A mi marido le dijeron que tenían a Patricia, su hermana más chica.
Le pidieron $600 pesos en tarjetas telefónicas, fue al local y la empleada no se las quiso vender sin autorización de la dueña, que no estaba.
Cuando fue a otro local del pueblo, el hombre que lo atendió lo vio tan asustado que le preguntó qué pasó.
El se lo contó y entonces el señor le dijo que se trataba de un secuestro virtual.
Entonces volvió a casa y llamó a la hermana a Rosario al celular y ella lo atendió.
Desde las 3 de la tarde a las 6 pasó hace 5 años, y todavía no nos pudimos olvidar...

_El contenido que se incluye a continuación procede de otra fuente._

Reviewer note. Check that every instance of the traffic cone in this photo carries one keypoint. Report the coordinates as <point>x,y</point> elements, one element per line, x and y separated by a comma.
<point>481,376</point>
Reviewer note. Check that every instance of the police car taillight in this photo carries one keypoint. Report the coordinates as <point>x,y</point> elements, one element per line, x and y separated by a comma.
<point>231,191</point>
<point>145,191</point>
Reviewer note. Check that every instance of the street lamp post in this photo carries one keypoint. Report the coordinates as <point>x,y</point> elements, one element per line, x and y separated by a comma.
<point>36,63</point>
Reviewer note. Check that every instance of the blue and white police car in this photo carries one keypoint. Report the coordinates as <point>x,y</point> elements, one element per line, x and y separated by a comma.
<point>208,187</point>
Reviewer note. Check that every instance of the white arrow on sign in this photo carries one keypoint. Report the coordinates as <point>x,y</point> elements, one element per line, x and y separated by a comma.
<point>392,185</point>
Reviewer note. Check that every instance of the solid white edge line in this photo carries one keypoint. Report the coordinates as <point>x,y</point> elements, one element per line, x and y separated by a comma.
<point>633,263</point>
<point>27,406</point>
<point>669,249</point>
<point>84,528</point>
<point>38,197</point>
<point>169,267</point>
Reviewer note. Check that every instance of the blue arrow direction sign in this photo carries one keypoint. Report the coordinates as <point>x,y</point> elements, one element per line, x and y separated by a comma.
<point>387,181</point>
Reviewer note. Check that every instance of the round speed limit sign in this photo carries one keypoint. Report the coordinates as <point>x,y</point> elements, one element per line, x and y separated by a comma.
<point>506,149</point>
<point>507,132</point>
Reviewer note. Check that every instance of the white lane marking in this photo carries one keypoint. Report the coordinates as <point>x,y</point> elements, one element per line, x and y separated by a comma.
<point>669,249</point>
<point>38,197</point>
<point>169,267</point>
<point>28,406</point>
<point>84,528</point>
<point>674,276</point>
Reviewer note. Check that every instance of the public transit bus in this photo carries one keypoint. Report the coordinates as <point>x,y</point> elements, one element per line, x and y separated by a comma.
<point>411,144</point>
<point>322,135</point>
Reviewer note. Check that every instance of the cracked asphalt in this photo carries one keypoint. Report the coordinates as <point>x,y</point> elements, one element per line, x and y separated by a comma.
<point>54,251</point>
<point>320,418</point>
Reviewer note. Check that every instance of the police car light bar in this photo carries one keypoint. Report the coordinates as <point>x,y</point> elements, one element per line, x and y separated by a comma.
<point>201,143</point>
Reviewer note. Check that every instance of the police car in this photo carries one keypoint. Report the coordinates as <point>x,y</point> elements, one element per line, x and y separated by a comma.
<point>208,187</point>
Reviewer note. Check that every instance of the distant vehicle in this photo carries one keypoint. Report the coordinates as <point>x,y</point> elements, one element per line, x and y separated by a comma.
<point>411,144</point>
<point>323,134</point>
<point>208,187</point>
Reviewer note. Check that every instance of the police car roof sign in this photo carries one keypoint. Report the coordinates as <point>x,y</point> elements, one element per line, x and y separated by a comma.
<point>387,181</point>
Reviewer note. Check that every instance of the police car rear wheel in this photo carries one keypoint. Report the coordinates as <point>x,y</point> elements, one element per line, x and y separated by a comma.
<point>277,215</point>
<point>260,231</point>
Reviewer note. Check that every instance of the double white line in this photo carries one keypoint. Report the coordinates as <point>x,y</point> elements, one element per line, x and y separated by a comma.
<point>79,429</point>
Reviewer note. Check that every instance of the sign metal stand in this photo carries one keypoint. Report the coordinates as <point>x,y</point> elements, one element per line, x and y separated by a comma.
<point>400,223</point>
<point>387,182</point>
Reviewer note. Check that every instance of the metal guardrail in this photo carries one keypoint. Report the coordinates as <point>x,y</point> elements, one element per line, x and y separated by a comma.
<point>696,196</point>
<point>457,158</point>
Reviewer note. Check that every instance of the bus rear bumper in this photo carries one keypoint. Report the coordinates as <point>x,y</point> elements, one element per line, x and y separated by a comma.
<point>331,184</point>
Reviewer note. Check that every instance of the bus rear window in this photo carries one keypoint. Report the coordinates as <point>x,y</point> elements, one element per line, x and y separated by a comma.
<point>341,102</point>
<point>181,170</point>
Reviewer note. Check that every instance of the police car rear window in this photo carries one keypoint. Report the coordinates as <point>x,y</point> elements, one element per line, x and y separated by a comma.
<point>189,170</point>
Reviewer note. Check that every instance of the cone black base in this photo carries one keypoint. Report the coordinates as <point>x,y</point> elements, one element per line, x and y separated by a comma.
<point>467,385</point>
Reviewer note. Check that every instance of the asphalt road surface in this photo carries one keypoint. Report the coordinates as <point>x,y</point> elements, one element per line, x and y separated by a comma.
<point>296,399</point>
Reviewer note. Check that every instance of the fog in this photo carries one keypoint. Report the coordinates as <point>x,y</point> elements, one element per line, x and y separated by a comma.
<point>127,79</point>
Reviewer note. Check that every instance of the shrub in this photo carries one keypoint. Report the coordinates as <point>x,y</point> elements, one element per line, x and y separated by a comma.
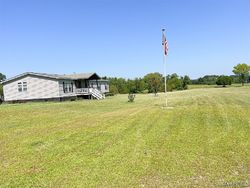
<point>145,91</point>
<point>224,80</point>
<point>113,89</point>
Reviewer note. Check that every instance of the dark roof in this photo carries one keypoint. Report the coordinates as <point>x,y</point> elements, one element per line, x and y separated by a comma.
<point>56,76</point>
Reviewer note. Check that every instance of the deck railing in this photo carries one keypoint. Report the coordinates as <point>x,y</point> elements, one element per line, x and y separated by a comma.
<point>82,90</point>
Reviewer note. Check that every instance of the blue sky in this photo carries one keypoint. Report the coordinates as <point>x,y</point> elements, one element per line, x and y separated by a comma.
<point>123,37</point>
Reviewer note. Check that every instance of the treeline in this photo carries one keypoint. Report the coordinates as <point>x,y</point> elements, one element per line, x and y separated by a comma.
<point>212,79</point>
<point>150,83</point>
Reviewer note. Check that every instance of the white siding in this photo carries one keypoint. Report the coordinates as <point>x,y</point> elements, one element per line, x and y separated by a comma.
<point>61,92</point>
<point>37,88</point>
<point>101,84</point>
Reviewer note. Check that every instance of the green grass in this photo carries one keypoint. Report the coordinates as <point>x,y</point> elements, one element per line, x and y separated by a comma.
<point>203,141</point>
<point>198,86</point>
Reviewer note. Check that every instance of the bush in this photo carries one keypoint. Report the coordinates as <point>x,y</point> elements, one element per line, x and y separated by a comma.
<point>224,80</point>
<point>113,89</point>
<point>145,91</point>
<point>109,94</point>
<point>131,97</point>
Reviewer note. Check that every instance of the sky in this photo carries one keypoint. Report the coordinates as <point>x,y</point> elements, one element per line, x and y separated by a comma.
<point>122,38</point>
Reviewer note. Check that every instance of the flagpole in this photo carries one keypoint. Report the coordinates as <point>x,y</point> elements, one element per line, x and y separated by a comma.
<point>165,72</point>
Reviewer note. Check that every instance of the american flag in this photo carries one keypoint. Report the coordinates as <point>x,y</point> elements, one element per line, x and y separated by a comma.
<point>164,44</point>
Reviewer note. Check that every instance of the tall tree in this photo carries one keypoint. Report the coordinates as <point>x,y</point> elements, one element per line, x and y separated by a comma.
<point>2,77</point>
<point>154,81</point>
<point>224,80</point>
<point>242,70</point>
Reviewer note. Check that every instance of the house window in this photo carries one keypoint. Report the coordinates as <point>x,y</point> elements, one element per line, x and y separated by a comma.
<point>67,87</point>
<point>22,86</point>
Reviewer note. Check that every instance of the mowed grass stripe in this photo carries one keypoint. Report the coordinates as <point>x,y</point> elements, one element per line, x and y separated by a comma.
<point>202,141</point>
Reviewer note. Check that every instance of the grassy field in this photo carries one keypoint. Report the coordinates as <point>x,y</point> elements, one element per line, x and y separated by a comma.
<point>203,141</point>
<point>198,86</point>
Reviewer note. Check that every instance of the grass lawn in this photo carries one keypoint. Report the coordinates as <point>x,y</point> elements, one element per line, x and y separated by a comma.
<point>198,86</point>
<point>203,141</point>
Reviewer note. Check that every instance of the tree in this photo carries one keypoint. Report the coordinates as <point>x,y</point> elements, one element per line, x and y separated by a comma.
<point>113,89</point>
<point>174,83</point>
<point>224,80</point>
<point>2,77</point>
<point>242,70</point>
<point>185,81</point>
<point>154,81</point>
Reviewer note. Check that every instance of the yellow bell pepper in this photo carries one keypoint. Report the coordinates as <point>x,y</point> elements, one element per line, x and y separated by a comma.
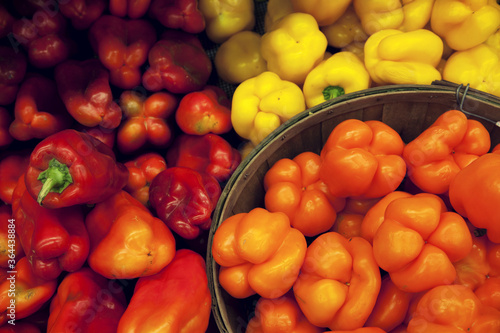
<point>224,18</point>
<point>342,73</point>
<point>464,24</point>
<point>325,12</point>
<point>294,47</point>
<point>239,58</point>
<point>396,57</point>
<point>478,66</point>
<point>261,104</point>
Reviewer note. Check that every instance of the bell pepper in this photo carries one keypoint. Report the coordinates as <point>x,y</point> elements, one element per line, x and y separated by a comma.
<point>131,8</point>
<point>294,47</point>
<point>205,111</point>
<point>339,282</point>
<point>239,58</point>
<point>389,62</point>
<point>432,238</point>
<point>453,308</point>
<point>280,314</point>
<point>85,90</point>
<point>465,24</point>
<point>86,302</point>
<point>178,14</point>
<point>122,46</point>
<point>54,240</point>
<point>82,13</point>
<point>72,168</point>
<point>184,200</point>
<point>224,18</point>
<point>443,149</point>
<point>126,240</point>
<point>22,293</point>
<point>142,170</point>
<point>209,153</point>
<point>362,158</point>
<point>13,67</point>
<point>292,186</point>
<point>146,120</point>
<point>44,38</point>
<point>341,73</point>
<point>478,66</point>
<point>39,111</point>
<point>259,253</point>
<point>177,63</point>
<point>262,103</point>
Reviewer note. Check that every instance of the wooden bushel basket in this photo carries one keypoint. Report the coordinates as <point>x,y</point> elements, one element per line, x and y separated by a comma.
<point>409,109</point>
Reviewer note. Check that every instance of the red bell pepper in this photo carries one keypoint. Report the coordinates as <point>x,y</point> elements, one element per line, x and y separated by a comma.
<point>142,170</point>
<point>71,168</point>
<point>177,299</point>
<point>208,153</point>
<point>178,63</point>
<point>54,240</point>
<point>146,120</point>
<point>184,199</point>
<point>12,71</point>
<point>178,14</point>
<point>205,111</point>
<point>86,302</point>
<point>26,295</point>
<point>85,90</point>
<point>126,240</point>
<point>39,111</point>
<point>82,13</point>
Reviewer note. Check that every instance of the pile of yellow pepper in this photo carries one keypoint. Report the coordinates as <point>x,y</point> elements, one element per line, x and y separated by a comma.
<point>290,67</point>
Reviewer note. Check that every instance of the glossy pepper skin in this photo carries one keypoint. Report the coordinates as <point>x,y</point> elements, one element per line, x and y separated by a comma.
<point>179,295</point>
<point>209,153</point>
<point>39,111</point>
<point>54,240</point>
<point>122,46</point>
<point>178,14</point>
<point>177,63</point>
<point>85,295</point>
<point>259,253</point>
<point>147,120</point>
<point>343,297</point>
<point>205,111</point>
<point>72,168</point>
<point>443,149</point>
<point>184,200</point>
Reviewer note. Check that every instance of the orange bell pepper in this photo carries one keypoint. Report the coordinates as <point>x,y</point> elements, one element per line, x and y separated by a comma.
<point>294,188</point>
<point>259,253</point>
<point>339,282</point>
<point>442,150</point>
<point>419,240</point>
<point>362,159</point>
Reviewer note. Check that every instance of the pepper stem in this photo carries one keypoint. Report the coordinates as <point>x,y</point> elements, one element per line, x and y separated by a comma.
<point>332,92</point>
<point>55,179</point>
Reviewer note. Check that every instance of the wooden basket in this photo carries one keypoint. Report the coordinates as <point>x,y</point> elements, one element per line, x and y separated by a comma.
<point>409,109</point>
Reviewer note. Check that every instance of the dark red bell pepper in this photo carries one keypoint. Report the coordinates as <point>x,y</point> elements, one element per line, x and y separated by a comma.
<point>184,199</point>
<point>39,111</point>
<point>86,302</point>
<point>54,240</point>
<point>208,153</point>
<point>177,63</point>
<point>122,45</point>
<point>177,299</point>
<point>178,14</point>
<point>13,67</point>
<point>147,120</point>
<point>71,168</point>
<point>85,90</point>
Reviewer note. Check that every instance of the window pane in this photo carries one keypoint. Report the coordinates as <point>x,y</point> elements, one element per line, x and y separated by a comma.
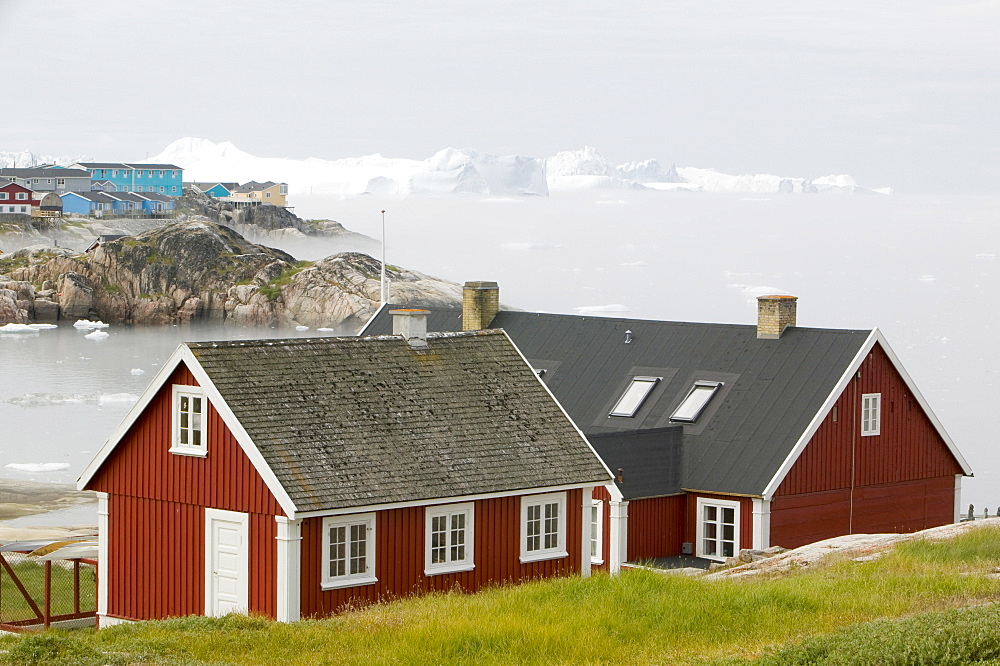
<point>634,396</point>
<point>690,408</point>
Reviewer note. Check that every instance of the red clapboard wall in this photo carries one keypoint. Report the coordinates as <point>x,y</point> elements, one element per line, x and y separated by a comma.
<point>399,563</point>
<point>901,480</point>
<point>656,527</point>
<point>157,518</point>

Ta bueno que escribas estas cosas.
Siempre hay alguien que no sabe, y que leyendo, es advertido.
:)
UN abrazo, NETITO
SIL.
Tengo un 911 en planta alta.
¡Una dolorosa realidad!
Buena historia, que no es cuento, aún sucede y es bueno lo públiques. Excelente trabajo.
Un beso.
mariarosa
uffff, vaya susto...el relato está muy bien llevado. Me encantó. Es un horror que estas cosas sucedan. Está claro que en este mundo convive lo mejor y lo peor del ser humano...Y es una pena porque ello nos hace andar desconfiando de todo el mundo.
Besos!!!
Un cuento real. las dos lineas del final me parecieron increibles. Porque realmente es así.
Doña Sil, vaya historia, conste que nunca me lo contó! A veces para inspirarse, hay que leer un rato el diario. Así de simple, así de triste. Saludos!
Doña Mariarosa, así es, dolorosa, actual. Gracias! Saludos!
Doña Tinta, quizá no de todos, solo de los que andan por mal camino jaja, cómo si fuera fácil identificarlos, no? Hoy en día están en cualquier esquina. Gracias! Saludos!
Carla, muchas gracias! Si, parece real, quizá similar a tantos casos que escuchamos o leemos por ahí. Saludos!
Cosas que pasan en el mundo de hoy. Puestas con el suspenso y la prosa néticos.
La última oración, para coleccionar.